Die AbL hat alle zuständigen Bundesministerien und auch die Landesagrarminister angeschrieben und ihnen das Spektrum bundesweiter Verbotsmöglichkeiten dargelegt. Um die gentechnikfreie Lebensmittelerzeugung und die Wahlfreiheit der Bürger langfristig sicherzustellen, brauchen wir bundeseinheitliche, vom Bund erteilte Anbauverbote. Ein Flickenteppich aus unterschiedlichen Anbausituationen in den Bundesländern und womöglich unterschiedlichen Rechtsprechungen nach abzusehenden Konzernklagen muss verhindert werden. Schon jetzt wird erheblicher Aufwand betrieben, um die Gentechnikfreiheit sicherzustellen. Angefangen bei der Saatgutzüchtung und Vermehrung, über die landwirtschaftliche Erzeugung bis hin zu getrennten Warenstromketten bei Transport, Lagerung, Verarbeitung und Handel. Wenn jetzt auch noch europäische Verunreinigungsquellen hinzukommen, werden Aufwand und Kosten erheblich steigen. Da auch das Verursacherprinzip (die Nutzer der Gentechnik müssten alle Folgekosten zahlen) politisch noch nicht durchgesetzt wurde, käme es zu einer erheblichen Wettbewerbsverzerrung zum Nachteil derjenigen, die erzeugen, was eine Mehrheit der Bevölkerung will: Keine Gentechnik auf dem Teller!
*
"Wir haben weitreichende Schritte eingeleitet und wollen die Eier und Fleischproduktion in allen Eigenmarken-Produkten auf gentechnikfreies Importsoja und mittelfristig auf europäische Eiweißfuttermittel umstellen. Schon heute verzichten wir bei unseren PRO PLANET-Produkten komplett auf gentechnisch veränderte Futtermittel. Es bedarf der Sicherung der gentechnikfreien Futtermittelerzeugung in Deutschland und Europa. Ein Flickenteppich in Europa oder Deutschland erschwert und verteuert die gentechnikfreie Lebensmittelerzeugung und ist eine Gefahr für die Wahlfreiheit der VerbraucherInnen. Deshalb fordern wir die Politik in Gesprächen auf, nicht regional, sondern bundesweit und europäisch zu denken. Nur durch großflächige Gentechnik-Anbauverbote können wir eine gentechnikfreie Lebensmittelerzeugung langfristig sicherstellen", so Dr. Ludger Breloh, Bereichsleiter Grüne Produkte der REWE Group gegenüber der Bauernstimme.
*
Die Zeit ist reif für einen "Superhighway über den Atlantik". Das hat
EU-Agrarkommissar Phil Hogan gegenüber US-amerikanischen
Landwirtschaftsexperten, Wissenschaftlern und Branchenvertretern bei
einer Konferenz des US-Landwirtschaftsministeriums Mitte Februar
festgestellt. Weiterhin räumte er ein, dass die Verzögerung von
Importzulassungen in der EU zu einem Problem werden könnte, wenn sich
dadurch die Kosten für Futtermittel aus Übersee erhöhten. Die
Kommission werde darüber und über den Prozess insgesamt in den
nächsten Wochen eine detaillierte Diskussion führen. Gleichzeitig
stellte Hogan in Aussicht, dass sich mit der gerade beschlossenen
Opt-out-Regelung zum GVO-Anbau zumindest in einigen Teilen Europas die
Aufnahme der Gentechnik beschleunigen dürfte.
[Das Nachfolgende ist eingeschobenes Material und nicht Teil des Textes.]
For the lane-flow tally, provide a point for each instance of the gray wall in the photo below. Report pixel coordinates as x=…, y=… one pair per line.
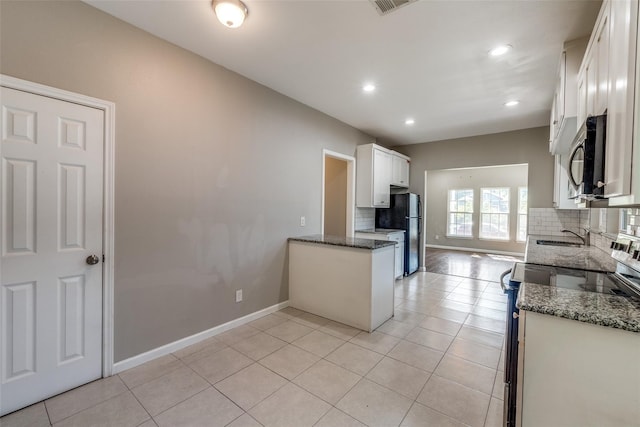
x=213, y=171
x=529, y=146
x=335, y=197
x=439, y=182
x=508, y=148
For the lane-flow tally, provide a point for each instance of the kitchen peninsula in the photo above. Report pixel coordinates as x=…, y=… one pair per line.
x=347, y=280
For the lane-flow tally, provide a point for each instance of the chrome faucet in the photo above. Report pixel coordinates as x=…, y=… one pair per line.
x=585, y=239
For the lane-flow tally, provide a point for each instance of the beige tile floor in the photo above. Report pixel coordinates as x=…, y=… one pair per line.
x=438, y=362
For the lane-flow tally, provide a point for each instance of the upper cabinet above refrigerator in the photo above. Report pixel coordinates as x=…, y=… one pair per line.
x=377, y=170
x=564, y=110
(Quelle: www.schweizerbauer.ch/politik-wirtschaft/international/eu-agraminster-will-schnellstrasse-ueber-den-atlantik-21067.html)
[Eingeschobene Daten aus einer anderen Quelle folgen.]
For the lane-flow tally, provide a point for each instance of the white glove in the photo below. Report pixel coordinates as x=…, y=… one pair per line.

Bildunterschrift der im Schattenblick nicht veröffentlichten
Abbildung der Originalpublikation:
Gentechnik, Milch und Boden waren die Themen auf der Agrarministerkonferenz. Ein Team der Arbeitsgemeinschaft bäuerliche Landwirtschaft war über mehrere Tage vor Ort in Bad Homburg.
*
Quelle:
Unabhängige Bauernstimme, Nr. 387 - April 2015, S. 11-12
Herausgeber: Arbeitsgemeinschaft bäuerliche Landwirtschaft - Bauernblatt e.V.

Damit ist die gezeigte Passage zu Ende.